RLS occurs in men and women and affects all ages. Although the incidence usually increases with age, it also presents in childhood. There is evidence that RLS is hereditary.

What are the Symptoms?

People afflicted with RLS have described the sensations several different ways. These symptoms usually present during the evening while a person is at rest and get worse as the night progresses. Some of the descriptions include:
Creeping, crawling, tingling, pulling, itching, aching and/or restless sensation in the legs or arms.
An irresistible urge or need to move the legs or arms to relieve the feeling, only to have it return within seconds to minutes.

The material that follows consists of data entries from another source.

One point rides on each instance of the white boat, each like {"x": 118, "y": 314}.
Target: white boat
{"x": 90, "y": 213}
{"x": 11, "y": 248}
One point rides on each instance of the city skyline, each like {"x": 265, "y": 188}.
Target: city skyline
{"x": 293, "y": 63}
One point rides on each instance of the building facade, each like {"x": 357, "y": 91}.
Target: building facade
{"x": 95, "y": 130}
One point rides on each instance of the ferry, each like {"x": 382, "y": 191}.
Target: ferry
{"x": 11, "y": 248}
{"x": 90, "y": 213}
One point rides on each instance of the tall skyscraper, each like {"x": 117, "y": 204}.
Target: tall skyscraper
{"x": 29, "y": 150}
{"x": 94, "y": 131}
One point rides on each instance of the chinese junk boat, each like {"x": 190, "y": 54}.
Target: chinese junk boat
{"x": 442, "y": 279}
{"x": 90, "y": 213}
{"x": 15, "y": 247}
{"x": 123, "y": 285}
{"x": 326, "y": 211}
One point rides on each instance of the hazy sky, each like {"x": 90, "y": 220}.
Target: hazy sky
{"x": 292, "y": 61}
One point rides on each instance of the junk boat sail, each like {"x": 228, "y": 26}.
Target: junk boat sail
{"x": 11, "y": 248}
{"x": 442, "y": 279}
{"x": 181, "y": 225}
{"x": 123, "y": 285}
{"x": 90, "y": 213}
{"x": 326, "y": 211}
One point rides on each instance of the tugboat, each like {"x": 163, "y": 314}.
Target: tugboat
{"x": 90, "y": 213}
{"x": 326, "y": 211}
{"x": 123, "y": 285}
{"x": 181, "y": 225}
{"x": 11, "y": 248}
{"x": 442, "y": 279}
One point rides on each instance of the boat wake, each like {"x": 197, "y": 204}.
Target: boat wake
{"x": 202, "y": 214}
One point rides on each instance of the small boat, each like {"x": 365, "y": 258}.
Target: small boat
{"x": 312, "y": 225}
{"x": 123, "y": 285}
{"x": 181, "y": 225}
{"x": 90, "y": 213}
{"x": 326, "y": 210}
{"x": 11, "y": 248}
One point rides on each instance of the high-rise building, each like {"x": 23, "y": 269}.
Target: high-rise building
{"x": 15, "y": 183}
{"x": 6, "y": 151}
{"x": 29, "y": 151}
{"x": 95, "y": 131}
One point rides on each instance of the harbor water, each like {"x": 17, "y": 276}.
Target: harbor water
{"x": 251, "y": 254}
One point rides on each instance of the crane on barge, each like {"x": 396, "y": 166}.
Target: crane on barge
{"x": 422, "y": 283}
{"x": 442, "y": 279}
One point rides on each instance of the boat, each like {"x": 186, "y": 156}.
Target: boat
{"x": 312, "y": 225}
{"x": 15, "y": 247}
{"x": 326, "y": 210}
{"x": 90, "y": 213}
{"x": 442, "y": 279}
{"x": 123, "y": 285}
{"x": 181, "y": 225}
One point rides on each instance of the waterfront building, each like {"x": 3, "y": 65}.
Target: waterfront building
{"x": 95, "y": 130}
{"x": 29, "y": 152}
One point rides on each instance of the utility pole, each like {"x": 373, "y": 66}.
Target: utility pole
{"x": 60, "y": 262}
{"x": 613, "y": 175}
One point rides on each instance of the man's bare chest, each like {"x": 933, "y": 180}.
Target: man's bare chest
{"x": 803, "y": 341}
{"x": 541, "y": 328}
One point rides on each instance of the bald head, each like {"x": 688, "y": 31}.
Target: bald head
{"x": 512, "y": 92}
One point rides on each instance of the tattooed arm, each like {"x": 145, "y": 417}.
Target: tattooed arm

How Can I Find Out if I Have RLS?

RLS can be diagnosed by a visit to your physician. There are no tests used to diagnose this disorder, but an evaluation with your medical history can be all that is needed to pinpoint the problem.

What is the Cause and Treatment?

There are a few conditions that can cause RLS but some cases have unknown causes. Treatment includes good sleep hygiene and medication that can be prescribed by your physician. Several conditions that can cause RLS include:

Iron deficiency, Spinal-cord lesions, Uremia, Kidney disease, Pregnancy, Certain medications.